The de Boer Lab at SBME aims to solve the complex problem of determining when, where, and how genes will be expressed based solely on their DNA sequence. Dr. Carl de Boer and Abdul Muntakim Rafi recently led a global effort to advance computational models that predict gene expression based on short regulatory DNA sequences. The effort was featured in Nature Biotechnology.
In recent years, scientists (including those in the de Boer Lab) created technology for measuring the expression activity of DNA sequences in a controlled context, which produces ideal data using machine learning to learn sequence-expression logic. However, the general trend in the field has been to develop new models for new datasets, making it unclear whether a model’s improved performance is due to a better architecture or simply superior training data. The lack of proper benchmarking means that models aren’t directly comparable to each other.

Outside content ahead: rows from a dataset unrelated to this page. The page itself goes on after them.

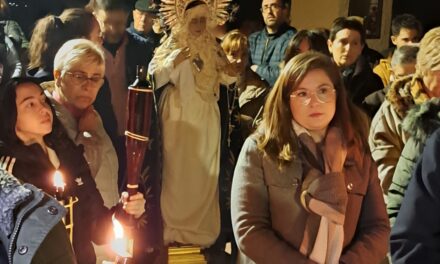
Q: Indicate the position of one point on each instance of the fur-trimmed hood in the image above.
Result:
(422, 120)
(405, 93)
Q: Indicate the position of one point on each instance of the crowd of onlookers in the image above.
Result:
(282, 145)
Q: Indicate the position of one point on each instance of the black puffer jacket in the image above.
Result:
(420, 123)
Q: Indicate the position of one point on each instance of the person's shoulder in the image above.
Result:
(256, 34)
(134, 38)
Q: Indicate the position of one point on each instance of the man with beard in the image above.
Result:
(267, 47)
(146, 22)
(123, 52)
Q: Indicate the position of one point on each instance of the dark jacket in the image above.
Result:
(92, 221)
(138, 51)
(360, 81)
(267, 51)
(27, 212)
(420, 123)
(9, 59)
(415, 237)
(151, 36)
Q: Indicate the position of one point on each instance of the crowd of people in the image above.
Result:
(272, 146)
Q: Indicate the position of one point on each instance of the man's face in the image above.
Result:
(346, 47)
(432, 82)
(112, 23)
(143, 21)
(402, 70)
(274, 13)
(406, 36)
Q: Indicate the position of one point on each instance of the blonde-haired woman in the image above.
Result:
(79, 68)
(305, 189)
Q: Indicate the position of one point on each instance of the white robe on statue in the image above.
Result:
(191, 159)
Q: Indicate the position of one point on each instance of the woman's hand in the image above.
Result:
(89, 120)
(183, 55)
(335, 151)
(135, 205)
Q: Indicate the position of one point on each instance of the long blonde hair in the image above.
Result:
(276, 137)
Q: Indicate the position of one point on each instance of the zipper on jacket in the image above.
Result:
(264, 51)
(18, 227)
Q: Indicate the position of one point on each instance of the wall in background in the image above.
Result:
(307, 14)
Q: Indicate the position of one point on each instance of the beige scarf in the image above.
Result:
(325, 198)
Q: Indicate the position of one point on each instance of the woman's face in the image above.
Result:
(313, 102)
(80, 84)
(197, 25)
(34, 116)
(237, 59)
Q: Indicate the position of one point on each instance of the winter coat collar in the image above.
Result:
(406, 92)
(422, 120)
(12, 195)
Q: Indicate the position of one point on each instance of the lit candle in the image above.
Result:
(122, 246)
(59, 184)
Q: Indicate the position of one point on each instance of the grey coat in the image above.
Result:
(269, 220)
(420, 123)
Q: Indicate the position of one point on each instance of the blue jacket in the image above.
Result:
(415, 237)
(31, 230)
(267, 51)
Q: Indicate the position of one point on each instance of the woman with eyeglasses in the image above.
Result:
(79, 67)
(305, 189)
(33, 145)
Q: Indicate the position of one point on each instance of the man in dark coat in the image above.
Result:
(346, 41)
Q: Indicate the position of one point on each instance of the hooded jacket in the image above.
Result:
(420, 123)
(27, 212)
(387, 137)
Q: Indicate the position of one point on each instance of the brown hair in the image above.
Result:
(277, 138)
(428, 56)
(52, 31)
(234, 41)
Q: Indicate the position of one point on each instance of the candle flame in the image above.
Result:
(58, 180)
(121, 245)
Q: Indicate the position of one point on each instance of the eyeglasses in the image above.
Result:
(323, 95)
(80, 79)
(271, 7)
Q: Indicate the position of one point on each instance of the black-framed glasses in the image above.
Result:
(323, 95)
(80, 78)
(271, 7)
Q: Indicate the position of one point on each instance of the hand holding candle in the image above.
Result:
(59, 185)
(133, 205)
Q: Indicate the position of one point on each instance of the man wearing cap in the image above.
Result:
(146, 22)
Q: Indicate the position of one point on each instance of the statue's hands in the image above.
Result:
(183, 55)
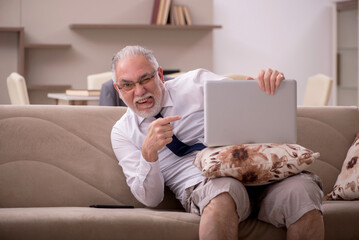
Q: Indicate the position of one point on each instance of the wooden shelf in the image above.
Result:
(48, 87)
(143, 26)
(47, 46)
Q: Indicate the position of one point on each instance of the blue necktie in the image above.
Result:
(179, 148)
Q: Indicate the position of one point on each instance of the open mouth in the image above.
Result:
(145, 101)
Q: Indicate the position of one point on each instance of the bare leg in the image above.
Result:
(219, 219)
(309, 226)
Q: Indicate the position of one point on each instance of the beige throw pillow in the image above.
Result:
(255, 164)
(347, 184)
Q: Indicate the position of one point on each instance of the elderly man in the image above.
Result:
(159, 112)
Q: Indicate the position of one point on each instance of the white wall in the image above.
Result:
(91, 50)
(293, 36)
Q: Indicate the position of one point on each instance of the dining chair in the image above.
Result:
(317, 90)
(17, 89)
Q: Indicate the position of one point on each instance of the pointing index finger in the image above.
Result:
(170, 119)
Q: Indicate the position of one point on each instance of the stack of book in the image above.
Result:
(82, 92)
(164, 12)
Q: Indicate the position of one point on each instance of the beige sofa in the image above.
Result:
(55, 161)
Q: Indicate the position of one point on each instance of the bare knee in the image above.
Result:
(221, 203)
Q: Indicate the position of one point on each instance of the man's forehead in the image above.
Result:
(133, 68)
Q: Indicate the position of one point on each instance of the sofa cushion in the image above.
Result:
(94, 223)
(347, 184)
(255, 164)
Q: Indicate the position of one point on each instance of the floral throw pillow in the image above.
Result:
(347, 184)
(255, 164)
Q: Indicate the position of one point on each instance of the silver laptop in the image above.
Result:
(239, 112)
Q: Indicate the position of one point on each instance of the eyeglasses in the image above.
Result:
(129, 85)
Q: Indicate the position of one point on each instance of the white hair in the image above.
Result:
(132, 51)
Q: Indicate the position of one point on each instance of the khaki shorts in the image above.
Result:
(280, 204)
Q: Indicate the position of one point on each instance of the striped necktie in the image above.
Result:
(179, 148)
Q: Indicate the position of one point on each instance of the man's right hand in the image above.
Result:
(159, 134)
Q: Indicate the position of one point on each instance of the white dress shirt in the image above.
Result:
(184, 96)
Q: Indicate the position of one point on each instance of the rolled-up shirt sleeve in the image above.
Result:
(144, 178)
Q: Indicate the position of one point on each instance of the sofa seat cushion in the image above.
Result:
(91, 223)
(339, 217)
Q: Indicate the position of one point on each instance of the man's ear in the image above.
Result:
(160, 74)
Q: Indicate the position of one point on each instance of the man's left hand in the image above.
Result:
(269, 80)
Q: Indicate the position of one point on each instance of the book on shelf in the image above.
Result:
(156, 6)
(82, 92)
(187, 16)
(164, 12)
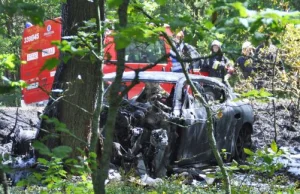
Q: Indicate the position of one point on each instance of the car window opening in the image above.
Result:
(138, 52)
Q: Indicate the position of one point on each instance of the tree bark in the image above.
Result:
(78, 78)
(113, 105)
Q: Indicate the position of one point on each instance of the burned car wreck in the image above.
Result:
(161, 127)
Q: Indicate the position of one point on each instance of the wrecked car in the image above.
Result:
(161, 126)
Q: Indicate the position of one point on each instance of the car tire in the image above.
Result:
(243, 141)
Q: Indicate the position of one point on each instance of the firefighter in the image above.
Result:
(185, 51)
(246, 62)
(218, 65)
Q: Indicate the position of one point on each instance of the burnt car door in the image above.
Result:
(192, 143)
(226, 117)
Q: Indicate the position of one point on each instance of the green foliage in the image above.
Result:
(264, 160)
(261, 94)
(54, 178)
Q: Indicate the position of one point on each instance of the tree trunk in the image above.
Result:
(78, 78)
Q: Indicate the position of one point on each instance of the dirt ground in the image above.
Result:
(287, 126)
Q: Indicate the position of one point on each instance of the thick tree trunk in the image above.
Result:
(78, 78)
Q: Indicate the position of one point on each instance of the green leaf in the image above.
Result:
(267, 159)
(162, 2)
(244, 167)
(274, 146)
(62, 151)
(50, 64)
(240, 7)
(43, 161)
(114, 3)
(42, 148)
(248, 151)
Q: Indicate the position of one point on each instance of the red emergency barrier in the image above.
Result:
(37, 47)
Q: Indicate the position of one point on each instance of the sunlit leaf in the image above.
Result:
(274, 146)
(62, 151)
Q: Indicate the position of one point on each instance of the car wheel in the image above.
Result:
(243, 141)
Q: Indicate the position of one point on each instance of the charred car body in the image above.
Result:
(161, 126)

To address this issue, the team set out to design a gold-standard dataset for sequence-expression models. They measured the expression of millions of randomly generated promoter DNA sequences in yeast and designed a set of sequences that would test the models’ performances in different way and tested their ability to predict differences in expression for sequences when a sequence is mutated. This is a critical challenge for the field as these kinds of mutations are important in many diseases.
Following the creation of this dataset, the team organized the Random Promoter DREAM Challenge, bringing together over 300 researchers from academia and industry around the world. The team collaborated with Google TPU Research Cloud to provide computational resources to all participants, ensuring an equitable competition for everyone involved. Participants competed for dominance on a leaderboard over the course of the summer in 2022 and, at the end, submitted their best models.
After the challenge, the team’s primary goal was to systematically evaluate how different neural network architectures and training strategies affect the performance of genomics models. They developed a framework called ‘Prix Fixe’. Just like a prix fixe menu, they were able to make models by selecting one of each module type from the top-performing submissions. By systematically testing all combinations of these components, the team identified which architectural and training choices were best and made even better models. The models outperformed existing benchmarks on Drosophila and human genomic datasets. This demonstrated the models’ robustness and generalizability across different organisms.
This community effort was able to create high-quality, gold-standard datasets that are driving progress in genomics and significantly advanced the understanding of how to design effective neural network models for gene regulation. The competition brought to light the potential of collaborative challenges to accelerate scientific discovery.